Memory loss: Difficulty recalling recently learned information or asking the same questions repeatedly.

Difficulty performing familiar tasks: Difficulty planning or completing everyday tasks, such as getting dressed or preparing meals.

Disorientation: You get lost in familiar places or forget the date or season.

Communication difficulties: Struggles to find the right words or find it difficult to follow or join a conversation.

Bad judgement: Making bad decisions or showing reckless behavior.

Withdrawal from social activities: Loss of interest in hobbies, social activities or personal care.

Changes in mood or behavior: Experiencing sudden mood swings or unusual behavior.


How to prevent Alzheimer’s disease

Although there is no surefire way to prevent Alzheimer’s disease, there are steps you can take to reduce your risk of developing the disease. Here are some tips for preventing Alzheimer’s disease:

Exercise regularly: Regular physical activity has been shown to improve brain health and reduce the risk of cognitive decline. Aim for at least 150 minutes of moderate-intensity exercise per week or 75 minutes of vigorous-intensity exercise.
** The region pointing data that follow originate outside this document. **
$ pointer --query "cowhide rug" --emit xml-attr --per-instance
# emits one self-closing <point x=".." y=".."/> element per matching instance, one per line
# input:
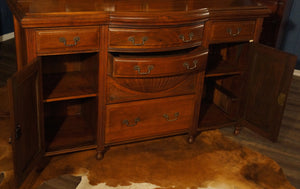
<point x="212" y="162"/>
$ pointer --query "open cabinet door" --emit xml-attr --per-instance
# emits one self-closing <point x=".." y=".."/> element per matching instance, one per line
<point x="268" y="81"/>
<point x="27" y="128"/>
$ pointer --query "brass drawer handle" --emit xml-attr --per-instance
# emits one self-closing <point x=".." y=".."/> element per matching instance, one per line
<point x="176" y="115"/>
<point x="132" y="40"/>
<point x="64" y="41"/>
<point x="126" y="122"/>
<point x="191" y="35"/>
<point x="138" y="69"/>
<point x="195" y="62"/>
<point x="238" y="31"/>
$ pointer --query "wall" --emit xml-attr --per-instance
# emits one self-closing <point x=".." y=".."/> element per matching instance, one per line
<point x="291" y="39"/>
<point x="6" y="21"/>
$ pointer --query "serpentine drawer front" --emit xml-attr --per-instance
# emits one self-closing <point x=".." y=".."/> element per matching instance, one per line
<point x="158" y="66"/>
<point x="155" y="39"/>
<point x="232" y="31"/>
<point x="149" y="118"/>
<point x="67" y="40"/>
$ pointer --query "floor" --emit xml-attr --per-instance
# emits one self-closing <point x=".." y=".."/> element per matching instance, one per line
<point x="286" y="152"/>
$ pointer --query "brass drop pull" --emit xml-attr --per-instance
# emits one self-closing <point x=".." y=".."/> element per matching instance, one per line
<point x="191" y="35"/>
<point x="138" y="69"/>
<point x="176" y="115"/>
<point x="187" y="65"/>
<point x="229" y="31"/>
<point x="64" y="41"/>
<point x="132" y="40"/>
<point x="281" y="99"/>
<point x="126" y="122"/>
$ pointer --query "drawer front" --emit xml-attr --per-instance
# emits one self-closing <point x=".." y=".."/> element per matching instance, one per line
<point x="67" y="40"/>
<point x="168" y="65"/>
<point x="232" y="31"/>
<point x="157" y="39"/>
<point x="125" y="90"/>
<point x="142" y="119"/>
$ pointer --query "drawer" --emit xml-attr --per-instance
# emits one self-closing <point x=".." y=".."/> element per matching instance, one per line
<point x="122" y="66"/>
<point x="154" y="39"/>
<point x="142" y="119"/>
<point x="125" y="90"/>
<point x="67" y="40"/>
<point x="232" y="31"/>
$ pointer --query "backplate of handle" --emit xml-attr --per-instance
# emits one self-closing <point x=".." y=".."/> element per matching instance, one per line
<point x="191" y="35"/>
<point x="132" y="40"/>
<point x="238" y="31"/>
<point x="138" y="69"/>
<point x="126" y="122"/>
<point x="64" y="41"/>
<point x="187" y="65"/>
<point x="176" y="115"/>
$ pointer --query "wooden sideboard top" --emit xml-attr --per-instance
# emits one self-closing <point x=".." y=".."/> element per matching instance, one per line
<point x="50" y="13"/>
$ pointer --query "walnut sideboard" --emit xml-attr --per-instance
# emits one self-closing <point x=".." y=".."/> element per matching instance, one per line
<point x="97" y="73"/>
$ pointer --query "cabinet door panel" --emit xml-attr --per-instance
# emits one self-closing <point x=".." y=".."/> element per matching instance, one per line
<point x="27" y="131"/>
<point x="270" y="74"/>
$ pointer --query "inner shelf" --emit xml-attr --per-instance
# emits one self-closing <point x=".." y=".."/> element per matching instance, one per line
<point x="67" y="86"/>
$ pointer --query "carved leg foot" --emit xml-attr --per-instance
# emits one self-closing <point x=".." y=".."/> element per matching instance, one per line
<point x="191" y="139"/>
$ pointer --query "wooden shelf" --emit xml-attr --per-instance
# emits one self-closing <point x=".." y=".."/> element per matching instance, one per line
<point x="212" y="117"/>
<point x="222" y="69"/>
<point x="67" y="86"/>
<point x="68" y="133"/>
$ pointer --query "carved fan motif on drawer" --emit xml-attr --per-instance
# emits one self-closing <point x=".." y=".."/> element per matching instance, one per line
<point x="151" y="85"/>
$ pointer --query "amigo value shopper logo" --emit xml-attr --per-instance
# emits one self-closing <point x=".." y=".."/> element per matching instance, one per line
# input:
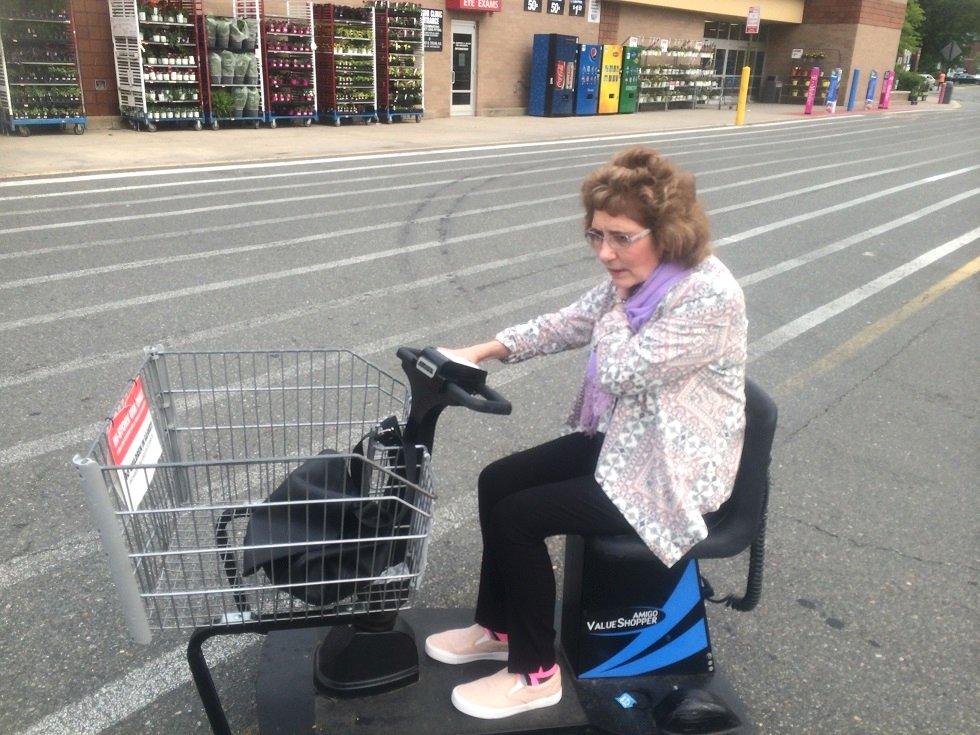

Eat healthy: A diet rich in fruits, vegetables and whole grains and low in processed and unhealthy fats may help reduce the risk of developing Alzheimer’s disease. Some research suggests that the Mediterranean diet, which is rich in plant foods and fish, may be particularly beneficial for brain health.

Stay mentally active: Engaging in mentally stimulating activities, such as reading, doing puzzles and learning new things, can help keep the brain sharp and may reduce the risk of developing Alzheimer’s disease.

Get a good sleep: Adequate sleep is important for overall health, including brain health. Aim for 7-9 hours of sleep per night.

Manage stress: Chronic stress is associated with an increased risk of cognitive decline and Alzheimer’s disease. Consider finding ways to manage stress, such as meditation, yoga, or talking to a therapist.